The paper provides compelling numerical evidence illustrating the efficiency of its methods. The LMs finely tuned on the LongForm-C dataset surpass much larger models devoid of instruction tuning capabilities, specifically on tasks such as story generation, recipe creation, long-form question answering, and more. Particularly noteworthy are the results where LongForm models, such as LongForm-OPT-2.7B, demonstrate superior performance against robust baseline models like OPT-30B and the instruction-tuned competitors FLAN-T5 and Alpaca. Metrics used include METEOR scores, which highlight substantial performance improvements across text generation tasks. The models show enhanced ability in understanding and following multilingual instructions, marking significant progress in the multilingual context.

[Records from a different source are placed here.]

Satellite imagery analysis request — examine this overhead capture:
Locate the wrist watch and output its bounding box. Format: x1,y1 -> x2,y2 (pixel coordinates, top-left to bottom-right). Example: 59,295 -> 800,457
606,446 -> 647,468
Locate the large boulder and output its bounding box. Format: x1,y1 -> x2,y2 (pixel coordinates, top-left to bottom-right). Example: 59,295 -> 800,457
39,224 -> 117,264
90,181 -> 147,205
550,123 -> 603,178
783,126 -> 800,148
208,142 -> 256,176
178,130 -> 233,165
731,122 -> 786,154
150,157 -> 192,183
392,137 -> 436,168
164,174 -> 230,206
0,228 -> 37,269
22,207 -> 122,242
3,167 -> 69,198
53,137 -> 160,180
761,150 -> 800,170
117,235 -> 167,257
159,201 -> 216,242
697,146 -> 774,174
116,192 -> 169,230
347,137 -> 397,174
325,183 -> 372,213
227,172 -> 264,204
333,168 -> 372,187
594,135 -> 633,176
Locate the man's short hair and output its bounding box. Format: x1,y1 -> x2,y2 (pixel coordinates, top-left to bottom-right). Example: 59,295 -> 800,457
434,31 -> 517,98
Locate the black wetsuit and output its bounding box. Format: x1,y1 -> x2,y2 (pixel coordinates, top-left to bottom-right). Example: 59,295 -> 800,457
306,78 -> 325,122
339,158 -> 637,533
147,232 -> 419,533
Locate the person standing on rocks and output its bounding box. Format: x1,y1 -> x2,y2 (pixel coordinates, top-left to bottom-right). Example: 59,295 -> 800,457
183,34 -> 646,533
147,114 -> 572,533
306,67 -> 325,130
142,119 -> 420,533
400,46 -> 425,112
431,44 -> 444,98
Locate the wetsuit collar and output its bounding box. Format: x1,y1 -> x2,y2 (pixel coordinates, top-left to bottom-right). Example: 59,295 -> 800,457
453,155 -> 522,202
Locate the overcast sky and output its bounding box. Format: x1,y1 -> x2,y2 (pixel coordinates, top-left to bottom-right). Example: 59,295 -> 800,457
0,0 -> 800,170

Implications and Future Prospects

The results in this paper underscore the potential impact of employing reverse instructions in creating instruction datasets. The efficiency and lowered cost barriers introduced by reverse instructions could democratize the fine-tuning process by enabling more researchers and practitioners to develop capable LMs. Additionally, the release of the LongForm-C dataset and models facilitates further research into instruction-tuned LMs and potentially offers a pathway to high-performing LLMs requiring lesser computational resources. Future developments could explore refining reverse instructions methodologies and extending such techniques to other languages and domains. Additionally, addressing hallucination tendencies and structured prediction shortcomings, as acknowledged in the limitations, may present fruitful directions for enhancing model reliability and applicability.

In summary, this paper contributes essential insights into instruction tuning, demonstrating that strategic data creation practices can substantially enhance the performance of LLMs. The reverse instructions method signifies a promising avenue towards optimizing resource allocation in LM training while maintaining or even enhancing model effectiveness in diverse application domains.